About Gray House
The Gray house was never home to me without a dog in it.
I grew up as Sharon Virginia “Ginny” Gray, and since toddlerhood, I had not known a life without dogs. My earliest memories always included my first dogs – Indiana “Indy” Ink, my doofy and loving tricolor Rough Collie, and Rona, my best friend, and first Norwegian Elkhound. They were with me for fourteen years, my constants, my rocks.
When we lost Indy and Rona – despite living on a 12-acre farm surrounded by horses, cats, birds, lizards, and rodents – no other pet could fill that space the way a dog could. So I convinced my mother to let us foster for a Norwegian Elkhound rescue. I would not realize just how valuable that time would be until many years later.
We fostered 15 dogs over the course of a couple years, all of which were my responsibility to care for and train. A combination of inspiration gained from watching Cesar Milan’s The Dog Whisperer, reading on modern training methods of the late 1990s and early 2000s, and some natural instinct, every dog – well-bred hunters, lazy and overweight old dogs, and even distrustful and aggressive dogs – went to their forever homes trained.
One of those dogs was, to be blunt, perfect.

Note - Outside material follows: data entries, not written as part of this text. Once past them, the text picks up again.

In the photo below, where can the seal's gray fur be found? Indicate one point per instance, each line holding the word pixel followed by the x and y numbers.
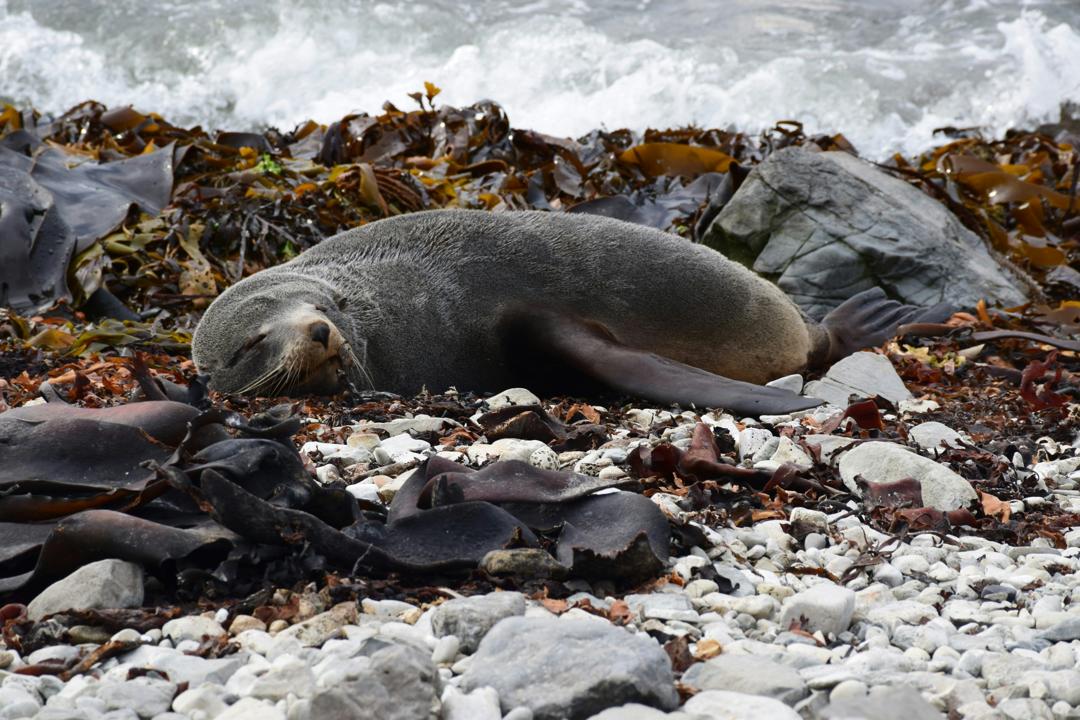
pixel 423 293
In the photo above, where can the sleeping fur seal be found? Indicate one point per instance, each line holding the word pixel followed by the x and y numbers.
pixel 564 303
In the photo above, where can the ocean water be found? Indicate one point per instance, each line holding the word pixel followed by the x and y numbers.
pixel 885 72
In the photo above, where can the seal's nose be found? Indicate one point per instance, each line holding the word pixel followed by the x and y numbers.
pixel 321 333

Quiet, loving, respectful, trustful. His name was Einar. As a middle-aged dog, he was not the first on adopters’ lists, and after 6 months with not one inquiry for him, we chose to make him a true part of the family. On his birthday, Christmas Day, we signed the papers and he was ours.
He stayed with me through college, marrying my high school sweetheart and becoming a Houser, and finally moving to York, PA in the spring of 2014. For over 2 years, life was beautiful. And in October 2016, at 14 years old, Einar passed on from his life with me.

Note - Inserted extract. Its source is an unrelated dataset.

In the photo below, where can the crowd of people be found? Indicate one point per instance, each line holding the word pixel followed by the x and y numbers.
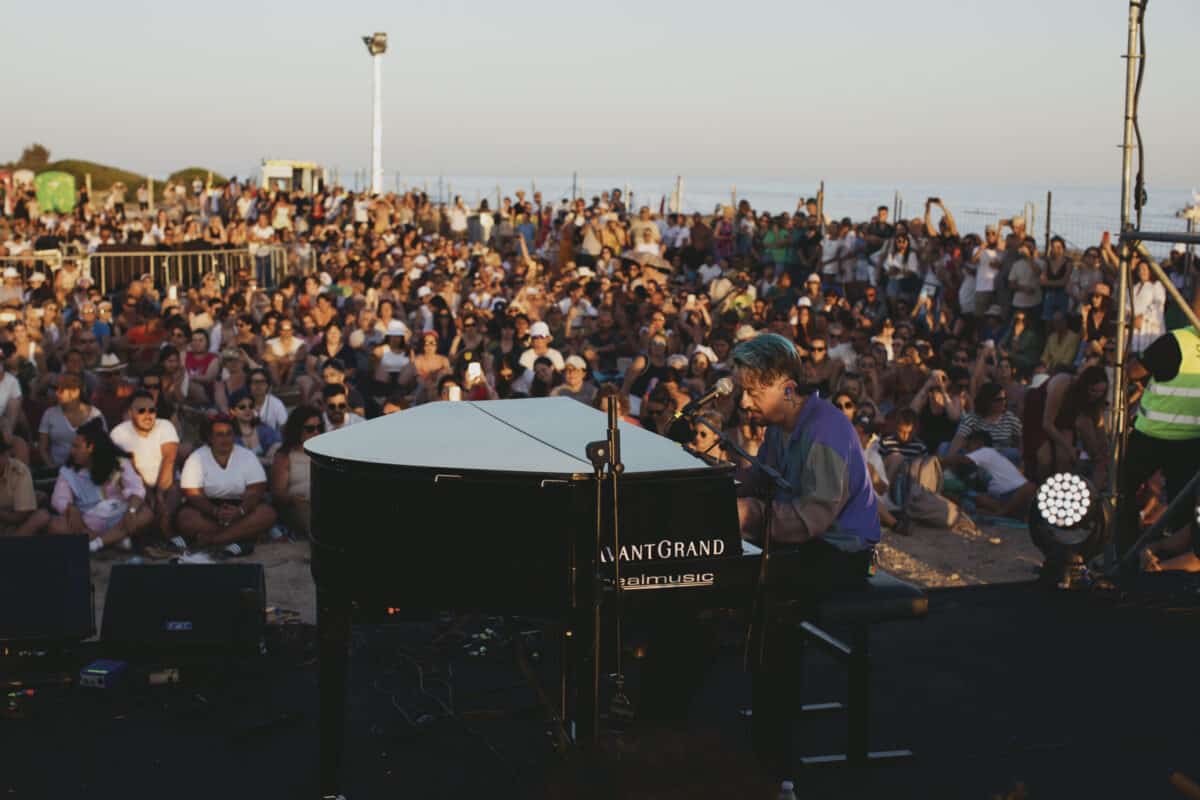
pixel 180 411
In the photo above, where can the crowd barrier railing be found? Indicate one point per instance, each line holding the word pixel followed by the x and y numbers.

I was devastated. Depression kept me up at night. The only light I could find was in my friends’ dogs, especially those who were having trouble with training them. I poured into training and used my abilities to help my friends’ dogs and to heal myself.
I was ready to adopt again
I was ready to adopt again, but I couldn’t bring myself to get an Elkhound so soon after Einar. So we looked from something quite different – a Doberman. We found Rictus, then known as Bruce, at a Boxer rescue and fell in love at our first meeting.
Rictus was a culture shock compared to the Elkhounds I had worked with, and again I poured into learning about the why behind my training success in the past. I gave myself context and honed my skills to not only train dogs but educate those training them.
I recognized that training dogs are nothing compared to learning how to train dogs. To train dogs, you must communicate with them, and this is where I realized so many owners miss the mark. I saw it in my friends and their dogs. They would ask me, “How did you get my dog to do that?” For a long time, I didn’t know what to say besides, “I trained him to.” Now I realized the answer was really, “I told him what to do and what not to do in a way he could understand.”
And so I decided to address both fronts as a way to help others. I founded Gray House Dog Training in order to give the knowledge of methods, techniques, and tools to dog owners so they can communicate with their dogs on a level their dogs can understand. That is my mission, to build the foundations of a Gray House in every dog owner’s home and make every dog a loving member of their family.